Liberado yo de la placentera obligación que yo mismo me impuse para el camino de la plata, a penas pasadas las 8 de la mañana, con el sol en el horizonte de mi espalda, situación imposible en el Mediterráneo, me encamino a Fisterra. Lo que en un tiempo fue el final de la tierra conocida para egipcios, babilonios y grecorromanos; en suma por una cultura. Y que posiblemente también hoy responda a un final, aunque ignoremos ese final del mismo modo que ignoramos nuestra ignorancia.
Antes Noia, con sus acumulaciones de materia orgánica (2 ó 3 metros de mierda, me dice un anciano del lugar), que la bajamar deja ver, como si le retiraran la piel y descarnaran el bresol de la vida.
Luego Muro, y poco después una joya desconocida. Sin duda por eso joya. Las cristalinas aguas, las arenas blancas y los pequeños lagos junto al mar de Louro, con su pequeño faro sobre las rocas de una pequeña punta que señala al plus ultra.
Y en muro, en un “establecimiento” sin nombre está Rogelita, Rogelia para las amigas. No quería pero por fin me dice que vaya a las 2 menos cuarto.
Yo, como un clavo, a las dos menos cuarto estoy solo en una inmensa habitación con un perol delante de mí. Y ese perol contiene una fideguá de marisco con tantas navajas, vieiras, almejas y gambas que tapan los abundantes fideos. Se planta ante mi y me llena una copa de ribeiro, luego me dice que si no me lo acabo me pondrá un suspenso.

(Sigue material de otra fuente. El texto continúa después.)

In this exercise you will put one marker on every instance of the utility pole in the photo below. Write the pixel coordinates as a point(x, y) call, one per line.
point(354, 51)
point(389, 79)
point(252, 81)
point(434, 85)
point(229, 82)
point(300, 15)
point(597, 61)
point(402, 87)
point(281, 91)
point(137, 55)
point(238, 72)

Vuelve al rato para volverme a llenar la copa de vino. Le pregunto si está casada y ríe. Contesta (curiosamente no con otra pregunta) que sí, pero que una y no más… luego ríe. Cuando acabo, con un aprobado por los pelos, le pido un té verde y me dice que me siente en el bar a hacer la digestión.
No sé cuanto tiempo pasa con el culo en una silla, los pies en otra y mi cabeza colgando felizmente. Luego vuelvo a Santiago y de allí al Mediterráneo de un tirón.
Galicia… otro país, otro mundo.

Lo que aquí relato son reflexiones y vivencias, fruto de un viaje que me ha decepcionado. Me explico:
Seis personas que a penas se conocían, yo entre ellas, hemos convivido durante más de dos semanas sin que haya corrido sangre por los caminos, y eso es para mí decepcionante. ¡Cuántas represiones! ¡Cuántos deseos no satisfechos! ¡Cuántas y cuántas hostias reprimidas! Y ¡quién sabe! Si hasta deseos sexuales…
Pero ha valido la pena. No sé si nos volveremos a encontrar todos otras vez juntitos, incluso con Kristian, el alemán, y con Roberto, el legionario, o si se prefiere el bicigrino, con el padre y el hijo de Zamora, o los otros en que el padre parecía estúpido, o con las vascas y el italiano que les enseñaba canciones de Domenico Modugno para cantar en las bajadas. Pero en el recuerdo de todos quedará por siempre la huella de cada uno de los que no somos nosotros mismos. Ese será precisamente el recuerdo que nos faltará; pero esa falta la llevamos todos a la espalda durante toda la vida. El desconocimiento propio.
Hemos comido, hemos sufrido, hemos olvidado nuestros problemillas cotidianos, hemos conocido nuevos lugares, gentes nuevas, y hemos convivido con el entorno de un modo solidario.
Un abrazo muy muy fuerte a todos y gracias por vuestra compañía y por vuestras enseñanzas.